Couldn't resist from putting the controller together.










Damn, this thing came out really nice (much better than the photo shows (ignore the dust on it).

Also powered the controller with temp. sensor attached. After the short boot of the controller it showed the correct room temperature and after a second or two the controller went on. I've heard some very quiet, high frequency sound (something like a phone charger when you unplug the phone from it) and also digits changed to to show the temperature that was set. Means the controller should work, how good or bad I'll be only able to determine once I have all parts with me so i could finally put this all together.

I can tell you know it will be nice machine once its done.


----------



## rmaya

It was worth waiting.

The frame after being sandblasted looks really nice.










Next stop: electroplating


----------



## Stanic

You could start a business restoring these


----------



## rmaya

That would mean that I would need to minimize expenses to earn money.

When doing for myself I don't mind tossing some cash on it even if they will never pay back. Just my own pleasure of restoring it and using it afterwards.


----------



## DRAXXMENVONE

Totally loving this post. Good work. It's alive! Alive!


----------



## rmaya

Ok. Another update.

Since most probably after the weekend I will finally get all parts back I've decided to work on gaskets today.

I can tell you those for sure have never been replaced ever before.

Here you can see the difference between new and old ones:










Boiler gasket is in let's say OK condition but grouphead gasket is a disaster.

Took me quite some time to take it off. It's hard as rock and breaks like plastic instead of being flexible like rubber.

Shame on those who doesn't maintain their machines properly.


----------



## rmaya

Miss silva (frame) is coming back home.


----------



## rmaya

It's been a while now. Had no time to even look at the silvia lately.

She is getting her shape back again:










and the first shot to check if everything is working fine. Have no scale, no tamper or any other equipment other than grinder and silvia but sill the result wasn't bad:










p.s. why the damn tinypic flips my photos?


----------



## rmaya

So here it is, the end of the story.

I've had lots of fun during the process of bringing it to life and learnt few new things.

Last minutes of the project were also surprising. It appeared they the temp sensor is broken - the PID was showing weird values when mashine was on for few minutes. When I was switching it off it was showing 105C as set but after replacing the sensor it showed 147C!

Anyway here is how my lil Silvia looks like now after reaching her destination point:










Full set ready for action. Only msj needs some upgrades like a timer and motor cover


----------



## L&R

Very nice, especially knobs you should replace the steam wand with v3


----------



## willvo84

Wow what a transformation, that thing looked awful.

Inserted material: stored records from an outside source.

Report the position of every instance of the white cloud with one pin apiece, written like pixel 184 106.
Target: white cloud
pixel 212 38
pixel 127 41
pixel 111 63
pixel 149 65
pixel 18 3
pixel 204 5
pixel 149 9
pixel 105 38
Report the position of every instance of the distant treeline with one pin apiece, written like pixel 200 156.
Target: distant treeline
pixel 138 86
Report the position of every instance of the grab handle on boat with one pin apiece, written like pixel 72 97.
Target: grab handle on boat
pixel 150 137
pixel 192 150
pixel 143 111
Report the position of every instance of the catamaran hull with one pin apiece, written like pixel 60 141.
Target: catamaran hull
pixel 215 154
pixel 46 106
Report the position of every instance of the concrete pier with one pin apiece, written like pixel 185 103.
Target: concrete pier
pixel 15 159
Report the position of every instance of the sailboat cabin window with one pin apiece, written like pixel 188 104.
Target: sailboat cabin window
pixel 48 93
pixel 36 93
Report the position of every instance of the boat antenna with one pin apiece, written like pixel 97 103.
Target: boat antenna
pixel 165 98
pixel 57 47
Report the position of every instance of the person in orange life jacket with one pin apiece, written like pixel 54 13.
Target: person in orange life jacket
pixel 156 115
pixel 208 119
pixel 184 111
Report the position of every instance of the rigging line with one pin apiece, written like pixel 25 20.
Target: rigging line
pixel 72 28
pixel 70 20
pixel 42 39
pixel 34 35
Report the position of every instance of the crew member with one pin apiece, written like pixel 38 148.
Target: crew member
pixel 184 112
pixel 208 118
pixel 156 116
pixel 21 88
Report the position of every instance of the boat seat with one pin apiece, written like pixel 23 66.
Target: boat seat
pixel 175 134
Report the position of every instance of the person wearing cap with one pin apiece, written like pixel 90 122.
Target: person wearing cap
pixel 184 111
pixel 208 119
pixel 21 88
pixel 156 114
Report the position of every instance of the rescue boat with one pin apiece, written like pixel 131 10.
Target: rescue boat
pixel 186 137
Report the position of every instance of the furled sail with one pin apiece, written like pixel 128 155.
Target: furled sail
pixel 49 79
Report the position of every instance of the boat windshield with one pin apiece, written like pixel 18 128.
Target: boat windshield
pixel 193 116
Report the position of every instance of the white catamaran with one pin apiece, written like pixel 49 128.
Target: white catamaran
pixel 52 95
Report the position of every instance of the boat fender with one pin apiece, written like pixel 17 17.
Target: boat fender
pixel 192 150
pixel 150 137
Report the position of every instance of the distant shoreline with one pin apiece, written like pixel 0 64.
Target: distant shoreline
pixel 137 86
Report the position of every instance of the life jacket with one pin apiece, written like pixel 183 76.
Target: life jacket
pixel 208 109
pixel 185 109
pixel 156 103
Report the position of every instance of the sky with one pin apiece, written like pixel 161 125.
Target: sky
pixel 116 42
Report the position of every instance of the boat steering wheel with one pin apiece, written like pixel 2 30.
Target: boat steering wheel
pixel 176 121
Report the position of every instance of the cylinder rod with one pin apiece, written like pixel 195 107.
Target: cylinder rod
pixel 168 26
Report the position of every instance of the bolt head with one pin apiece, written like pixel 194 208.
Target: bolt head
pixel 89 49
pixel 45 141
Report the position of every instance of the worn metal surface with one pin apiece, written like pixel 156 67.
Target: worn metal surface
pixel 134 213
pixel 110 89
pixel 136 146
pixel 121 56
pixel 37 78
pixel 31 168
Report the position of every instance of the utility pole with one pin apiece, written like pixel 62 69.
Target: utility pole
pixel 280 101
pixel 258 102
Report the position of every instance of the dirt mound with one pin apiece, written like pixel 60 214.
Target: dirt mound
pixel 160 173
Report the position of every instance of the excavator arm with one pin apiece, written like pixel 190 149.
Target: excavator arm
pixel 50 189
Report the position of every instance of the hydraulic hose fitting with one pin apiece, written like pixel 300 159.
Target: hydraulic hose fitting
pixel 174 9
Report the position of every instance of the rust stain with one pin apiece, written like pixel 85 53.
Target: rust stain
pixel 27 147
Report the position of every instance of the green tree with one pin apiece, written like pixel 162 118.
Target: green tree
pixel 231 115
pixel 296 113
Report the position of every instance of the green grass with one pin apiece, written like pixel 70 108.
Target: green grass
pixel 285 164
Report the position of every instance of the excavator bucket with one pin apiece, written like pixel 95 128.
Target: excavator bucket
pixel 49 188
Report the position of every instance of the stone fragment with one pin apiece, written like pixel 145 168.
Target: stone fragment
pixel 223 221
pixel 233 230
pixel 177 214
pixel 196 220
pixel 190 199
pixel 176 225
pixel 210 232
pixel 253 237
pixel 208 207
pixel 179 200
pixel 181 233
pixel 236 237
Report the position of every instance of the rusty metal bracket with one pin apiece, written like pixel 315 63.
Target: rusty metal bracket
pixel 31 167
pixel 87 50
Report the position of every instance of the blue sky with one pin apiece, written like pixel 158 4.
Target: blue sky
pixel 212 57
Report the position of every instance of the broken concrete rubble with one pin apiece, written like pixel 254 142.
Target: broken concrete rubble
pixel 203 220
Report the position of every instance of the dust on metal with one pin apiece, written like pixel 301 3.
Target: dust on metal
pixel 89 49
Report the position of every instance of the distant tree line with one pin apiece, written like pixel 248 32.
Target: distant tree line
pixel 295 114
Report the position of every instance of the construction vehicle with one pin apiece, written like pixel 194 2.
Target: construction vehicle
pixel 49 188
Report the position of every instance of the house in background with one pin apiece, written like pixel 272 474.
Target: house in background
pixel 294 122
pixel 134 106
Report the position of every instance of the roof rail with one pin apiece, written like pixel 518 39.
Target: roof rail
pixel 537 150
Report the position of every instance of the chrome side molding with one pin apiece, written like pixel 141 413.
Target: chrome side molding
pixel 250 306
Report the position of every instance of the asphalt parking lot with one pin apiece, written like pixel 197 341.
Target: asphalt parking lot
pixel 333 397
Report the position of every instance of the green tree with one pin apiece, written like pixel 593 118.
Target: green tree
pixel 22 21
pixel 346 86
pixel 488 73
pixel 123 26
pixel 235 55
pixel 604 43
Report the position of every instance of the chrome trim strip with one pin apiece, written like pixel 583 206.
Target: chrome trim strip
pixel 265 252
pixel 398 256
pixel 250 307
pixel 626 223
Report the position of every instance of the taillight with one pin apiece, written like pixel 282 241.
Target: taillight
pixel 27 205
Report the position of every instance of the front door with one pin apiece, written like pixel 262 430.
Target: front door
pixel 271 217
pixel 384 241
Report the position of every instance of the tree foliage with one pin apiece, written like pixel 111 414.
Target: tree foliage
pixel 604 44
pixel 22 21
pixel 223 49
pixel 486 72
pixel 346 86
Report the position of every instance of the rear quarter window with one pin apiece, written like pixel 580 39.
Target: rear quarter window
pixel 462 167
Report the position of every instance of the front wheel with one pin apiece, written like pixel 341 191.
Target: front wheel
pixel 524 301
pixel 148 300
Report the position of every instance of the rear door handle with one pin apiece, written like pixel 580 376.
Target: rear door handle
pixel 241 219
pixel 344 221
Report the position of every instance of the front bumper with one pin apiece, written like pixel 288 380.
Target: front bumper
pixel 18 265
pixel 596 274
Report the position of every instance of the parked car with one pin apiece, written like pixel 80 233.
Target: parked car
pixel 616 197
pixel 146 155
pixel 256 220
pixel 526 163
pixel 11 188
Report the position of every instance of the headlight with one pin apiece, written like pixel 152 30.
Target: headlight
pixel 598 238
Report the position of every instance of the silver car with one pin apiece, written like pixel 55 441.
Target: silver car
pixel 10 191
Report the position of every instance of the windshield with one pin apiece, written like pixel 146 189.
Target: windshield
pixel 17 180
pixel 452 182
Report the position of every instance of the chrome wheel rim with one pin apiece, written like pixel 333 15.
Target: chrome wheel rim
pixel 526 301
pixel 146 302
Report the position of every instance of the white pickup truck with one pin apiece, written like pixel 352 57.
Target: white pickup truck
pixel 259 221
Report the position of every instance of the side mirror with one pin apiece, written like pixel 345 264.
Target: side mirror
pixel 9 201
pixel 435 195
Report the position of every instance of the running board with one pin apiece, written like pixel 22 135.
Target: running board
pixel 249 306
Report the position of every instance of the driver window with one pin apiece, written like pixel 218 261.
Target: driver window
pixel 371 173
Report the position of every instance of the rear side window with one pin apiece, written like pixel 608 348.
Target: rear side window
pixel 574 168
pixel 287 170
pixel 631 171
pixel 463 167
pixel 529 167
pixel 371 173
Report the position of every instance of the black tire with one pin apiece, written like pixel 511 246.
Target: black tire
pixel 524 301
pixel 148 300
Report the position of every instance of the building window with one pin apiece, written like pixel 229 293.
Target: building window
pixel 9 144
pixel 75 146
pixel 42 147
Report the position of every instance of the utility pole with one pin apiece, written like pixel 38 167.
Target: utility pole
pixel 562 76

I've had mine 4 years and used it daily and the print on the buttons on mine hasn't faded at all. That thing must have been hammered!


----------



## Stanic

Looks like the efforts were well worth it

Enjoy your coffee!


----------



## Graham J

Showing persistence!

Great work so far, I'll be interested to see the next steps.


----------



## RazorliteX

Brilliant thread, well done for all the hard work you have put into it.


----------



## Jon

rmaya said:


> So here it is, the end of the story.
> 
> I've had lots of fun during the process of bringing it to life and learnt few new things.
> 
> Last minutes of the project were also surprising. It appeared they the temp sensor is broken - the PID was showing weird values when mashine was on for few minutes. When I was switching it off it was showing 105C as set but after replacing the sensor it showed 147C!
> 
> Anyway here is how my lil Silvia looks like now after reaching her destination point:
> 
> 
> 
> 
> 
> 
> 
> 
> 
> 
> Full set ready for action. Only msj needs some upgrades like a timer and motor cover


Awesome thread! Great work!


----------



## Phelixhuawei

What paint did you use on this job? And is it withstanding any bangs?

It turned out really well


----------